Clonidine-induced hypoactivity and mydriasis in mice are respectively mediated via pre- and postsynaptic α2-adrenoceptors in the brain

Abstract

Since brain α 2-adrenoceptors occur both pre- and postsynaptically, experiments were carried out to determine the synaptic locations of those receptors mediating clonidine-induced hypoactivity and mydriasis.
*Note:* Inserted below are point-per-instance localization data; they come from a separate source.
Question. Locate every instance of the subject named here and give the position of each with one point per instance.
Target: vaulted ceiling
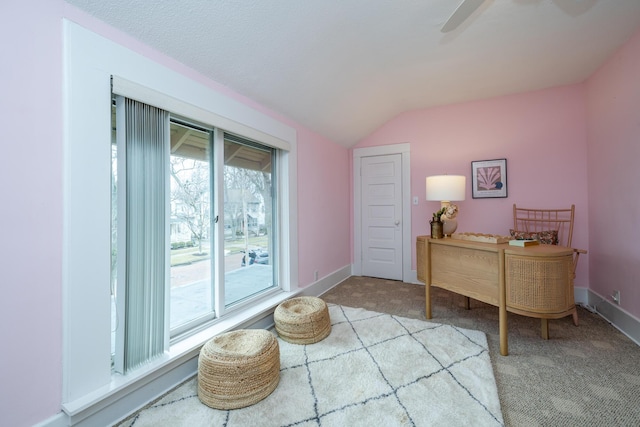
(343, 68)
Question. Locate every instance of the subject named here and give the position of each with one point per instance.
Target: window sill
(179, 354)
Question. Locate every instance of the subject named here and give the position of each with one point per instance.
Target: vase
(436, 230)
(449, 226)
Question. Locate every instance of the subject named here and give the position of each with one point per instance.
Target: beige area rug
(373, 369)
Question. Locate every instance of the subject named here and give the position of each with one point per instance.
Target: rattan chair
(549, 226)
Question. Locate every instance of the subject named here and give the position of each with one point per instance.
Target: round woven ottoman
(238, 368)
(302, 320)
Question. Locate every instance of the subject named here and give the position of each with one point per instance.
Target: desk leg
(544, 329)
(502, 308)
(504, 337)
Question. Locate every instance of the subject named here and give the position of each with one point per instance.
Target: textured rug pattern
(587, 375)
(373, 369)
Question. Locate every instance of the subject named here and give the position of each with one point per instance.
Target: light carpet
(373, 369)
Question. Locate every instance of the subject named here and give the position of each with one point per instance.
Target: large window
(177, 261)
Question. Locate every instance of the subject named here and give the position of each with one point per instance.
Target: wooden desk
(536, 281)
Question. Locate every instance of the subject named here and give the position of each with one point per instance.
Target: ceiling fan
(464, 10)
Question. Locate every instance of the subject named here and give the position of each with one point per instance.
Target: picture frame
(489, 178)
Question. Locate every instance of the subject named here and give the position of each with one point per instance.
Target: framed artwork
(489, 178)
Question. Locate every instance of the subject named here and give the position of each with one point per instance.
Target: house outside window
(197, 295)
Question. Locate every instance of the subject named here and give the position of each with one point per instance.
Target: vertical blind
(147, 137)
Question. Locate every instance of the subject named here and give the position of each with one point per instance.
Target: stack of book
(523, 243)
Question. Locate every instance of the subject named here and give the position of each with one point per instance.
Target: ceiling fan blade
(466, 8)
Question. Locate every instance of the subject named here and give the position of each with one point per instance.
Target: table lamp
(445, 189)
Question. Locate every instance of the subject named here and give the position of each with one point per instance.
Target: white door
(381, 190)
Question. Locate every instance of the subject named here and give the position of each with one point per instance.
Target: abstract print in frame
(489, 178)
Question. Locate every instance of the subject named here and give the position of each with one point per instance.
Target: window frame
(89, 62)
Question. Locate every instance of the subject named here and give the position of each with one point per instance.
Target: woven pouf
(302, 320)
(238, 368)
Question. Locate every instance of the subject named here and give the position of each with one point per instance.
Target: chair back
(541, 221)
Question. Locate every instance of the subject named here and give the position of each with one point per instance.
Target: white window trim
(89, 62)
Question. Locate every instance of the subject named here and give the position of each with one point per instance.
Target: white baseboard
(622, 320)
(122, 405)
(121, 408)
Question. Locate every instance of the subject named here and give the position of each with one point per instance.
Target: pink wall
(542, 136)
(31, 214)
(324, 202)
(32, 200)
(613, 105)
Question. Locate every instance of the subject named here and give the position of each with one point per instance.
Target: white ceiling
(345, 67)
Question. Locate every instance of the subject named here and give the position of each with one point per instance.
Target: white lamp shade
(446, 187)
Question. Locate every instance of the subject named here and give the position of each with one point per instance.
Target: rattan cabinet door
(539, 286)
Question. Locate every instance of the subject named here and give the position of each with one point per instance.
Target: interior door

Intraperitoneal (i.p.) injection of clonidine (1–3000 μg/kg) to mice dose dependently induced these two responses and also decreased brain concentrations of 3-methoxy-4-hydroxyphenylglycol (MHPG). The ED 50 values were: 120 μg/kg for hypoactivity (95% confidence limits 103–140 μg/kg), 54 μg/kg for mydriasis (95% confidence limits 40–74 μg/kg) and 18 μg/kg for MHPG reduction (95% confidence limits 8–36 μg/kg) suggesting that these responses could all be presynaptically mediated. However, methamphetamine which increases noradrenaline turnover was found to dose depedently produce mydriasis, but not hypoactivity, after peripheral (0.1–5 mg/kg i.p.) or central (0.5–10 gmg i.c.v.) injection. The mydriasis produced by methamphetamine (0.5 mg/kg i.p.) was abolished by i.c.v. injection of 1 μg idazoxan or yohimbine, but not 2.5 μg prazosin or pindolol, showing this effect was mediated by central α 2-adrenoceptors. Methamphetamine (1–10 μg i.c.v.) potentiated the mydriasis induced by clonidine (50 μg/kg i.p.) suggesting this was a postsynaptic α 2-adrenoceptor response. By contrast, methamphetamine (1–10 μg i.c.v.) dose dependently reversed clonidine (100 μg/kg i.p.) hypoactivity indicating this response was mediated by presynaptic α 2-adrenoceptors. These hypotheses were confirmed by destruction of noradrenergic neurones using DSP-4 (100 mg/kg i.p. × 2). This treatment prevented the mydriasis response to methamphetamine (0.5 mg/kg i.p.), but not clonidine (100 μg.kg i.p.) and markedly attenuated clonidine (100 μg/kg i.p.) hypoactivity.